Über den Umgang mit willkürlichen Gesetzen

Ich habe gerade den Reisebericht „Beobachtungen über die Türken“ von Ogier Ghiselin de Busbecq von 1555-62 gelesen. Wer das bereits seltsam findet, kennt noch nicht Herrn Busbecqs Beschreibung, wie die Türken mit dem islamisch begründeten Alkoholverbot umgingen.

Der Botschafter von König Ferdinand I., Ogier Ghiselin de Busbecq, empfing bei seiner Reise in die Türkei bei sich eine Gruppe von Türken, die sich von seinem Wein angezogen fühlten. „Die Wirkung der aufgezwungenen Abstinenz besteht darin, dass sie so wild auf einen Schluck Wein sind, dass sie sich bei jeder Gelegenheit besaufen.“ Als Herr Busbecq zu Bett geht, machen auch die Türken Anstalten zu gehen. „Meine türkischen Gäste machten sich auf, um zu gehen, doch ihre Betroffenheit war groß, als sie bemerkten, dass sie noch nicht sturzbesoffen waren und noch ihre Beine gebrauchen konnten.“

Der Gastgeber gestattete den Türken also, bei ihm zu bleiben und so viel Wein zu trinken, wie sie wollten. „So ausgestattet hörten die Gesellen nie auf mit dem Trinken, bis sie alle im letzten Vergiftungsstadium ausgestreckt auf dem Boden lagen.“ Das Verhalten der Türken mag verwundern, wo ihnen Alkohol als Muslime doch verboten war.

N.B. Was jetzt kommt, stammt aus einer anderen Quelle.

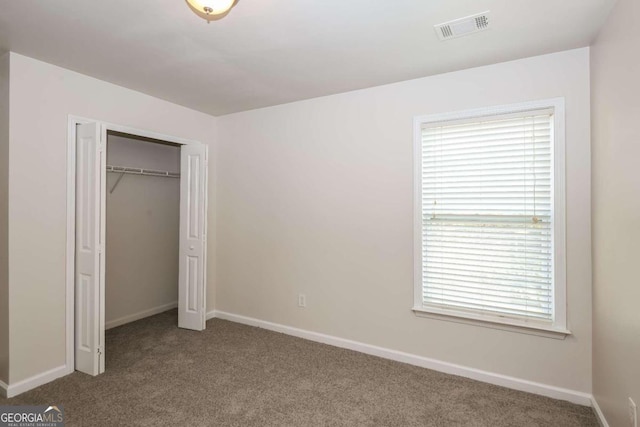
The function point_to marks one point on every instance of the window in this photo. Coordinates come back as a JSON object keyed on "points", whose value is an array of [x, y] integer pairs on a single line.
{"points": [[489, 214]]}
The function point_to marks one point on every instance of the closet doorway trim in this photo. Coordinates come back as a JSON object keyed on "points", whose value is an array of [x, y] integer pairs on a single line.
{"points": [[73, 121]]}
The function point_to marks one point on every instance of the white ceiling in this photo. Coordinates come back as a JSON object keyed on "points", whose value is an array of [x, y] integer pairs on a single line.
{"points": [[268, 52]]}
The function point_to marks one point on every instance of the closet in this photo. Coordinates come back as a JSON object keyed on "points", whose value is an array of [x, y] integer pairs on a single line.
{"points": [[137, 235], [142, 228]]}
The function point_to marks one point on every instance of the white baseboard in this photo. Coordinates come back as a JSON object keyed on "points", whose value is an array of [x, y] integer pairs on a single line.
{"points": [[554, 392], [140, 315], [599, 414], [12, 390]]}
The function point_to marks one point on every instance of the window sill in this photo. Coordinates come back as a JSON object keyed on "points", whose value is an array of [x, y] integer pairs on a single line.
{"points": [[511, 325]]}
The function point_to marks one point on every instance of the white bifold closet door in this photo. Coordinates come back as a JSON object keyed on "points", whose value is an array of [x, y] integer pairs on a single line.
{"points": [[192, 268], [89, 249], [90, 203]]}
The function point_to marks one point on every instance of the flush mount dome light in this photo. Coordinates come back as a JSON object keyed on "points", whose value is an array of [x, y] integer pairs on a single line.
{"points": [[211, 10]]}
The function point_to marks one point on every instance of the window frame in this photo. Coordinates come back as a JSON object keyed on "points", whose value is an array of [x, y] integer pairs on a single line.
{"points": [[557, 328]]}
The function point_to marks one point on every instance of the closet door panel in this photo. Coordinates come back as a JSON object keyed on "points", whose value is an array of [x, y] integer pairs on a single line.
{"points": [[191, 298], [89, 257]]}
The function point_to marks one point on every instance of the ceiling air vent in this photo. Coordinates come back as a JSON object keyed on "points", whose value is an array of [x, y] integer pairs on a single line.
{"points": [[463, 26]]}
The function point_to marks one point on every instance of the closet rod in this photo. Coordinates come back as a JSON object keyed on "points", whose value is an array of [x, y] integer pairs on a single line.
{"points": [[141, 171], [138, 171]]}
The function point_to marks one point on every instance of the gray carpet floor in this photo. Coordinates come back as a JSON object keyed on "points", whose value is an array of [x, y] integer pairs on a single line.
{"points": [[236, 375]]}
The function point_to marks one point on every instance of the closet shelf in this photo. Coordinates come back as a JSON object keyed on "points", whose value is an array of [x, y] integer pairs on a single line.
{"points": [[140, 171]]}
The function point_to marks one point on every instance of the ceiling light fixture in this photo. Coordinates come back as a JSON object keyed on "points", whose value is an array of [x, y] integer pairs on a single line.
{"points": [[211, 10]]}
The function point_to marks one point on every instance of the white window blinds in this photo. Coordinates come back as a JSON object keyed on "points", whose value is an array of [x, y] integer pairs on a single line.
{"points": [[487, 215]]}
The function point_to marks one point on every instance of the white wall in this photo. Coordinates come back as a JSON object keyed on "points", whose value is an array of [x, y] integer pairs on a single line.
{"points": [[316, 197], [43, 96], [4, 223], [615, 67], [142, 230]]}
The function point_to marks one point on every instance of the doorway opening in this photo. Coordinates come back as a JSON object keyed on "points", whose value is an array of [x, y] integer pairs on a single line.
{"points": [[151, 189]]}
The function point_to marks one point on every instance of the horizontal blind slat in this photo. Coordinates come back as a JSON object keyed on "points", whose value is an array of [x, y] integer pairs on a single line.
{"points": [[486, 215]]}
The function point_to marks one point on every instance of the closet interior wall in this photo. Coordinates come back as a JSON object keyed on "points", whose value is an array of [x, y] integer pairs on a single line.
{"points": [[142, 231]]}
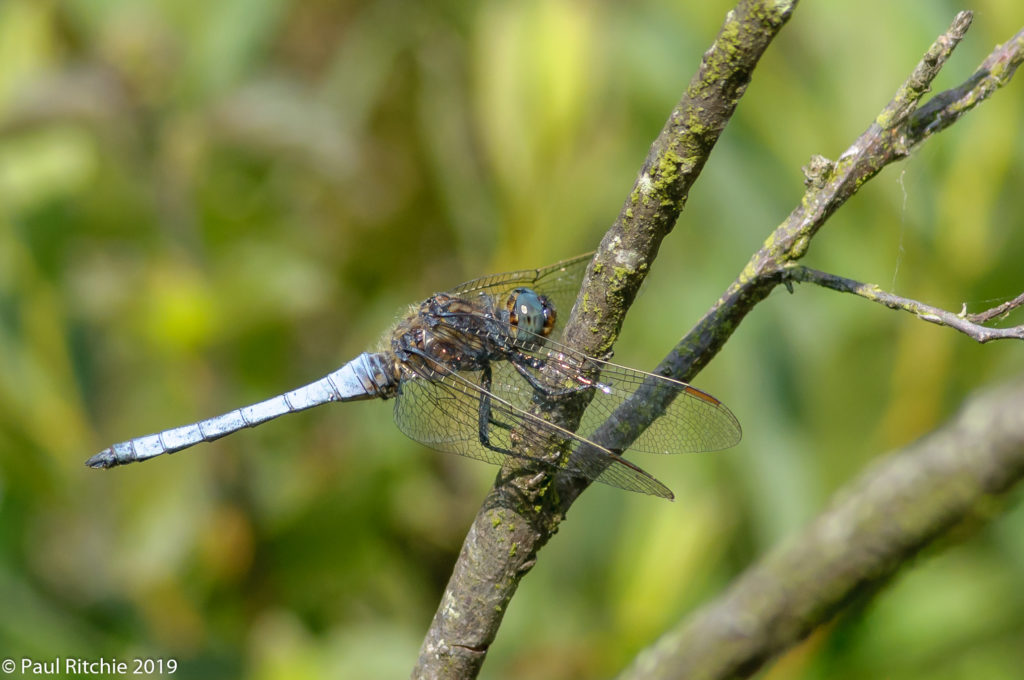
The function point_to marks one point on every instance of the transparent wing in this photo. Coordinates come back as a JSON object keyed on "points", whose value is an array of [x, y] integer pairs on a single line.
{"points": [[683, 418], [560, 282], [445, 415]]}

Herr Busbecq erklärt es so: „Ihr Gedankengang lautet, wenn sie die Sünde schon begehen, dann kosten sie diese gleich aus und werden sturzbetrunken, da ihnen in jedem Fall dieselbe Strafe nach dem Tode bevorsteht.“ Der Botschafter berichtet ferner von einem alten Mann in Konstantinopel, der so laut schrie, wie er konnte, bevor er ein Glas Wein trank. Seine türkischen Freunde erklärten Herrn Busbecq, dass er das tat, um seine Seele vor dem Wein zu warnen. Die Seele sollte sich tief im Körper des alten Muslims verbergen, um nicht durch den Wein verunreinigt zu werden. So könnte der alte Mann Wein trinken, ohne Folgen für sein Seelenheil zu riskieren.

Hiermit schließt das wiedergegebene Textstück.